3) Can we do large scale simulation by using relatively less number of 
machines? (Like using 10 nodes to simulate 10k nodes).

> DynoYARN: A simulation and testing infrastructure for YARN clusters
> ---
>
> Key: YARN-8849
> URL: https://issues.apache.org/jira/browse/YARN-8849
> Project: Hadoop YARN
>  Issue Type: New Feature
>Reporter: Arun Suresh
>Assignee: Keqiu Hu
>Priority: Major
>
> Traditionally, YARN workload simulation is performed using SLS (Scheduler 
> Load Simulator) which is packaged with YARN. It Essentially, starts a full 
> fledged *ResourceManager*, but runs simulators for the *NodeManager* and the 
> *ApplicationMaster* Containers. These simulators are lightweight and run in a 
> threadpool. The NM simulators do not open any external ports and send 
> (in-process) heartbeats to the ResourceManager.
> There are a couple of drawbacks with using the SLS:
>  * It might be difficult to simulate really large clusters without having 
> access to a very beefy box - since the NMs are launched as tasks in a 
> threadpool, and each NM has to send periodic heartbeats to the RM.

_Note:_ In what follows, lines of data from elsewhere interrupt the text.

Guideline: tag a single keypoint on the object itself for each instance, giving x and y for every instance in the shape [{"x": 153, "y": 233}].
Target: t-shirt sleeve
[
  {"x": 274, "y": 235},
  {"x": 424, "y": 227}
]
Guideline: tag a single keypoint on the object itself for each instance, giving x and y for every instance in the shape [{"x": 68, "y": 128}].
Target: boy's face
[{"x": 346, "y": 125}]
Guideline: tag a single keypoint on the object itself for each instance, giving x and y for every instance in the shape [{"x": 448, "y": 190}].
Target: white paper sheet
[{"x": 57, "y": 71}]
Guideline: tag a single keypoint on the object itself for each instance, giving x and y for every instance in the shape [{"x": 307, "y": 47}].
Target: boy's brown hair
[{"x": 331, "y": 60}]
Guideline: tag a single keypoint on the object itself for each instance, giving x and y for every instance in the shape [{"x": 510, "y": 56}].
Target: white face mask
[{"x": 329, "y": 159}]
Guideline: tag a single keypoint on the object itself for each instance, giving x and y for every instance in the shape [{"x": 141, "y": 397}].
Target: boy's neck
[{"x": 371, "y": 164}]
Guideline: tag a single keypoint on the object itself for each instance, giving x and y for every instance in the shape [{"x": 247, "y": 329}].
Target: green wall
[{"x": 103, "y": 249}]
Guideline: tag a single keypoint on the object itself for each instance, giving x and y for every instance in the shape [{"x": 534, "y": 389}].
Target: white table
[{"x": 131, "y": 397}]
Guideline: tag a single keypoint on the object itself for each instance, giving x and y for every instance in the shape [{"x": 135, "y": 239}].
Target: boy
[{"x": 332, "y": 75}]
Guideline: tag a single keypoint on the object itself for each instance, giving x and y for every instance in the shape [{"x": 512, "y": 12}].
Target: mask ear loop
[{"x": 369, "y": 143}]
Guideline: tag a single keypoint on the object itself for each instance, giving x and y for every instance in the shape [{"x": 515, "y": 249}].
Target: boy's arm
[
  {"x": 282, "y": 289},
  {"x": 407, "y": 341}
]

>  * Certain features (like YARN-1011) requires changes to the NodeManager - 
> aspects such as queuing and selectively killing containers have to be 
> incorporated into the existing NM Simulator which might make the simulator a 
> bit heavy weight - there is a need for locking and synchronization.
>  * Since the NM and AM are simulations, only the Scheduler is faithfully 
> tested - it does not really perform an end-2-end test of a cluster.
> Therefore, drawing inspiration from 
> [Dynamometer|https://github.com/linkedin/dynamometer], we propose a framework 
> for YARN deployable YARN cluster - *DynoYARN* - for testing, with the 
> following features:
>  * The NM already has hooks to plug-in custom *ContainerExecutor* and 
> *NodeResourceMonitor*. If we can plug-in a custom *ContainersMonitorImpl*'s 
> Monitoring thread (and other modules like the LocalizationService), We can 
> probably inject an Executor that does not actually launch containers and a 
> Node and Container resource monitor that reports synthetic pre-specified 
> Utilization metrics back to the RM.
>  * Since we are launching fake containers, we cannot run normal AM 
> containers. We can therefore, use *Unmanaged AM*'s to launch synthetic jobs.
> Essentially, a test workflow would look like this:
>  * Launch a DynoYARN cluster.
>  * Use the Unmanaged AM feature to directly negotiate with the DynaYARN 
> Resource Manager for container tokens.
>  * Use the container tokens from the RM to directly ask the DynoYARN Node 
> Managers to start fake containers.
>  * The DynoYARN NodeManagers will start the fake containers and report to the 
> DynoYARN Resource Manager synthetically generated resource utilization for 
> the containers (which will be injected via the *ContainerLaunchContext* and 
> parsed by the plugged-in Container Executor).
>  * The Scheduler will use the utilization report to schedule containers - we 
> will be able to test allocation of *Opportunistic* containers based on 
> resource utilization.
>  * Since the DynoYARN Node Managers run the actual code paths, all preemption 
> and queuing logic will be faithfully executed.